The Kiroro also differs from the Sheraton Kiroro in that there is a paid onsen (hot springs) bath in the complex. I believe it is because this is a natural hot springs bath compared to the one in Sheraton which is smaller and is just a hot water public bath. I paid a rate of ¥900 (~$8.70) and it was an enjoyable experience thus the large bathroom was again not very useful. The hot spring bath area is located in the courtyard section where the rest of the hotel facilities are located at.
Beside the hot springs reception, there is a games arcade since The Kiroro seems to be geared more towards families with children.
Like all Japanese resorts, there is a gift shop selling all kinds of Hokkaido specialty snacks and gifts. It is worth noting the gift shop in The Kiroro is much larger and there is also another convenience store in the hotel lobby.
During my stay in Kiroro, I had both my dinner in The Kiroro restaurants as they have more selection. For the first night I had the shabu shabu set at Syunsai, and for the second night, I had a Japanese BBQ dinner at Yanshu. There was one other Japanese restaurant in the hotel, a buffet restaurant and an Italian restaurant. Suffice to say, I don’t think one would be bored with the selection even if staying here for a week. However the food was not that great considering the prices are what I deem to be ‘resort prices’. That means prices are slightly higher than eating in cities/towns with no significant increase in quality.
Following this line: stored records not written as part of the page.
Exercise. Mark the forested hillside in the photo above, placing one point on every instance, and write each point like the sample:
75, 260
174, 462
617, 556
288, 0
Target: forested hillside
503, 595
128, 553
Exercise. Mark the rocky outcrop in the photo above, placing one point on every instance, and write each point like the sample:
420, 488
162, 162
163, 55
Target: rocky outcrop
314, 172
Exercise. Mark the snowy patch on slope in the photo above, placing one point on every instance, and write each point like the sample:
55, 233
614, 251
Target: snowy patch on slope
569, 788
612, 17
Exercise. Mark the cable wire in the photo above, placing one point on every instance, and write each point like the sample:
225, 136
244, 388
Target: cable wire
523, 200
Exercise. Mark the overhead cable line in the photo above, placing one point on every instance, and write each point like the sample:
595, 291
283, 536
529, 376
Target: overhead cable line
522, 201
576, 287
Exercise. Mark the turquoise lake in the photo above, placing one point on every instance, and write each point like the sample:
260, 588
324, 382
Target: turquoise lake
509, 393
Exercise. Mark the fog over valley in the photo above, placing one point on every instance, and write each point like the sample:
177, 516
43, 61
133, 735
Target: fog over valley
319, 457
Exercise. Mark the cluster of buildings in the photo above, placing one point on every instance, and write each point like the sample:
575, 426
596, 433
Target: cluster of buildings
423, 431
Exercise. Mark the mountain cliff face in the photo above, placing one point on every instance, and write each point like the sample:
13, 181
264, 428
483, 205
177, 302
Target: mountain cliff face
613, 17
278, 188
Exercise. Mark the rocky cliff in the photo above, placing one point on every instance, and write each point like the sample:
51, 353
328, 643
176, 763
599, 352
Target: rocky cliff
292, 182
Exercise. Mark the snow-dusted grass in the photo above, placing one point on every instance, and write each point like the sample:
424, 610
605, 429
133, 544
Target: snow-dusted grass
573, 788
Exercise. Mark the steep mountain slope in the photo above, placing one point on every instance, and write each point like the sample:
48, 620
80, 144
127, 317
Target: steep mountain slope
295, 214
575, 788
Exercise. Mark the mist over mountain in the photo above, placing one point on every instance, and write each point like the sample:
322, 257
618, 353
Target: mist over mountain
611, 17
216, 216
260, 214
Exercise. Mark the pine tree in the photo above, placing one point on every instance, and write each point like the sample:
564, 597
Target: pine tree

The downside to staying at The Kiroro was that there was no club lounge here and thus I had to choose either the points or a free breakfast which is a continental breakfast set. Since it was just a continental set, I figured I would just have some snacks in the morning before checking out the next day and have brunch at Otaru instead.
Checking out of the hotel was a simple affair and I even had time to spare before the shuttle bus boarding the shuttle bus once again to Otaru Chikko station. My next destination was actually for Niseko Ski Area and there does not seem to be any direct means of transport between these Kiroro and Niseko aside from an expensive taxi ride. The concierge in the hotel was not of much help either with this regard. Service within both hotels were on par like many Japanese hotels and the upgrades in The Kiroro was very much appreciated. In both nights of my stay, I paid a rate of 7,000 Starpoints for a free night as The Kiroro falls under the same category like the Sheraton Kiroro.
However if I am returning to the area again, I would rather opt to stay at the Sheraton Kiroro for the newer rooms and more comfortable beds. The proximity to the ski lifts and the ski-in/ski-out access are just the priority in my opinion for a ski resort, and an upgrade is just but a nice thing to have.